Books by Michael Takiff
A Complicated Man: The Life of Bill Clinton as Told by Those Who Know Him
(Yale University Press)
The Bill Clinton story told through the voices of 169 people who knew him. Everyone from the cousin who took six-year-old Bill Clinton to the Saturday afternoon Westerns in Hope, Arkansas, to a former chairman of the joint chiefs of staff. Classmates at every stage of his education. Cabinet members (e.g. William Cohen), political consultants (James Carville, Paul Begala), Democratic and Republican legislators (Barney Frank, Dale Bumpers, Bob Dole, Dick Armey), journalists (Sam Donaldson, Tom Brokaw), lawyers on both sides of the impeachment saga, and even cameos by Chevy Chase and Larry Flynt.
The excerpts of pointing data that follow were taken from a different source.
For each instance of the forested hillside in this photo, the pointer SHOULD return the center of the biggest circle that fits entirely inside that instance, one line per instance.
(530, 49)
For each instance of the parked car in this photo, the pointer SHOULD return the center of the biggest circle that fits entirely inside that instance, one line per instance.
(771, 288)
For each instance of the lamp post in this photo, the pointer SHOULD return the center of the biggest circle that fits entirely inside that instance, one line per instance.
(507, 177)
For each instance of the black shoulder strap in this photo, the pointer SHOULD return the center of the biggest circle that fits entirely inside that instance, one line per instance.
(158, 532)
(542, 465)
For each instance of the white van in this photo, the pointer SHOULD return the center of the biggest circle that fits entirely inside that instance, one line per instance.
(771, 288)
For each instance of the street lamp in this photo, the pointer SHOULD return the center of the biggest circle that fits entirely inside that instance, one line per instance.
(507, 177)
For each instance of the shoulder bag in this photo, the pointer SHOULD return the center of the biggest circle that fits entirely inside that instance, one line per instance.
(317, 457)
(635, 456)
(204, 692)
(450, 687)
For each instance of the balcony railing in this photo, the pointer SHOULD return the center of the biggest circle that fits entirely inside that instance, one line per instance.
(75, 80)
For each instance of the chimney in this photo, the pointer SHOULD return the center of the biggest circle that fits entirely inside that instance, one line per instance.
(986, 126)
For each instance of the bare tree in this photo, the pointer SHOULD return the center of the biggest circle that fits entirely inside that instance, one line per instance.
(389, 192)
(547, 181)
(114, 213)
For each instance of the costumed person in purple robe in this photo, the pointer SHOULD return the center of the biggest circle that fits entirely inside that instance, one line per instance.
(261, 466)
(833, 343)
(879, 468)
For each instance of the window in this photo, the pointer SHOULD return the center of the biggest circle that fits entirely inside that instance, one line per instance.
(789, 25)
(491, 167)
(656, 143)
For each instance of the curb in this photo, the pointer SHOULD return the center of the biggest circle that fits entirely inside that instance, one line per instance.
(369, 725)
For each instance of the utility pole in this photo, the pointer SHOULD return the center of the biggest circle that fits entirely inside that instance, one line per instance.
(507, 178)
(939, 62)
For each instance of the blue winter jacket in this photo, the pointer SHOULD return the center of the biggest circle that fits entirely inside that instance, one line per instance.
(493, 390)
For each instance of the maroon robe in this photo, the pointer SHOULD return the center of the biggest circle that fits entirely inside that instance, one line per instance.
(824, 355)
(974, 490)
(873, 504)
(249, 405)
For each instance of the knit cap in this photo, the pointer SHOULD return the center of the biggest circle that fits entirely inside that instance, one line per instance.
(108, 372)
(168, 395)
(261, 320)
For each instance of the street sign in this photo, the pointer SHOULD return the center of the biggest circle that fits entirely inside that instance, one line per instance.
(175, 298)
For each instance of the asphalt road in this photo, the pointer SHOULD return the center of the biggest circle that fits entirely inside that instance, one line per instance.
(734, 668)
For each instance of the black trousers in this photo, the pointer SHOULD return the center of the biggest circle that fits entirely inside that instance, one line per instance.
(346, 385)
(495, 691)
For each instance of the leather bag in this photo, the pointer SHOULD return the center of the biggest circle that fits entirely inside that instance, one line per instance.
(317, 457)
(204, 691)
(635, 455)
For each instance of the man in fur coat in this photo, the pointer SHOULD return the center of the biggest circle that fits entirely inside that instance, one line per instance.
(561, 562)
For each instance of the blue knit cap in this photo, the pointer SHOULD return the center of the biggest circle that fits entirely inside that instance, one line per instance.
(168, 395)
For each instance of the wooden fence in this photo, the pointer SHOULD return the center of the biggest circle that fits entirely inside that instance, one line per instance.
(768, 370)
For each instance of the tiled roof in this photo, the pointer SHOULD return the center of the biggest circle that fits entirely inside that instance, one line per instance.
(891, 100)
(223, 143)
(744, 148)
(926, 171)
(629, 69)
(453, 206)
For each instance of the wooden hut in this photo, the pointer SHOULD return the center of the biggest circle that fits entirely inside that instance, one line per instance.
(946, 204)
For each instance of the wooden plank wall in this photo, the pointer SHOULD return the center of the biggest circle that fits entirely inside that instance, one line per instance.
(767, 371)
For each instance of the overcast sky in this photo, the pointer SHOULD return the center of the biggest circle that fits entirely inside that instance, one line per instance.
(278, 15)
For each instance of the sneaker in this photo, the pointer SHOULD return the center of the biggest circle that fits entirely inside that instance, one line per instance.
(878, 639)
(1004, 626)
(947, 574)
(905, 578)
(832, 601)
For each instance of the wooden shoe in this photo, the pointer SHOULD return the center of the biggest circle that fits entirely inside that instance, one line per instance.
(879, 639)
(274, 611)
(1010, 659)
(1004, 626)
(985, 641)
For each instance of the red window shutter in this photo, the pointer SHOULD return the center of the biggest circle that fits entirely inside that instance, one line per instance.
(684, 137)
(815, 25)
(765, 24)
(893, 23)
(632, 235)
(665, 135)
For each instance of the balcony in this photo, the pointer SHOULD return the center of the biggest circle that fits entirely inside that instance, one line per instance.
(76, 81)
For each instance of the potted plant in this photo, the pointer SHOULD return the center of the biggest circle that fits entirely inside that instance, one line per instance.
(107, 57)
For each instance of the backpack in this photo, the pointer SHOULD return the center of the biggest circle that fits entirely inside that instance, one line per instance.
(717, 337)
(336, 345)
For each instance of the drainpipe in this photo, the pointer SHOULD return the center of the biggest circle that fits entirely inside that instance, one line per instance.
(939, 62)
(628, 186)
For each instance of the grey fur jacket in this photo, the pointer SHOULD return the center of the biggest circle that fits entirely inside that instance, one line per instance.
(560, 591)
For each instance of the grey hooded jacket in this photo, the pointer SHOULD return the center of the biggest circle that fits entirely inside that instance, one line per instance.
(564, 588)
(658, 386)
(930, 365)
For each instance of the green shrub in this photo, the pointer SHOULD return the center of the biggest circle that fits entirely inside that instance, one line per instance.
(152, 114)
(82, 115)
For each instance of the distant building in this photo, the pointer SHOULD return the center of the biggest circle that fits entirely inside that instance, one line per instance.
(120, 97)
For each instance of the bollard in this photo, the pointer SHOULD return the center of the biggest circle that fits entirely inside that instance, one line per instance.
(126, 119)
AND Magazine called A Complicated Man “the best oral history book ever written about a President of the United States.” Historian Rick Perlman called the book “An outstanding accomplishment. . . . A historic contribution to the biographical record which will stand for generations”
First Prize, Biography/ Autobiography, Los Angeles Book Festival.
Brave Men, Gentle Heroes: American Fathers and Sons in World War II and Vietnam
The honest, touching, and harrowing stories of men who served in World War II and of their sons who served in Vietnam—fathers and sons bonded as deeply by their experience in war as by blood. These are men from all walks of life, from all the armed services, from every corner of the United States, private to lieutenant colonel, career military and citizen servicemen. Men of European, African, Asian, Latino, and Native American heritage. Catholics, Protestants, Mormons, Jews.
Though World War II and Vietnam were vastly different—the clear aims of World War II, the muddled goals of Vietnam; the hero's welcome accorded World War II veterans, the scorn heaped upon their sons—each war defined a generation. In these pages you will find war's carnage and heroism, purpose and futility, meaning and tragic meaninglessness. Molded by the awful crucible of war, these seemingly ordinary men offer extraordinary insights into what it means to be a warrior, an American, a father, and a son.
Kirkus praised Brave Men as “a superb oral history [that] would do Studs Terkel proud.” A Washington Post “Critics’ Pick.”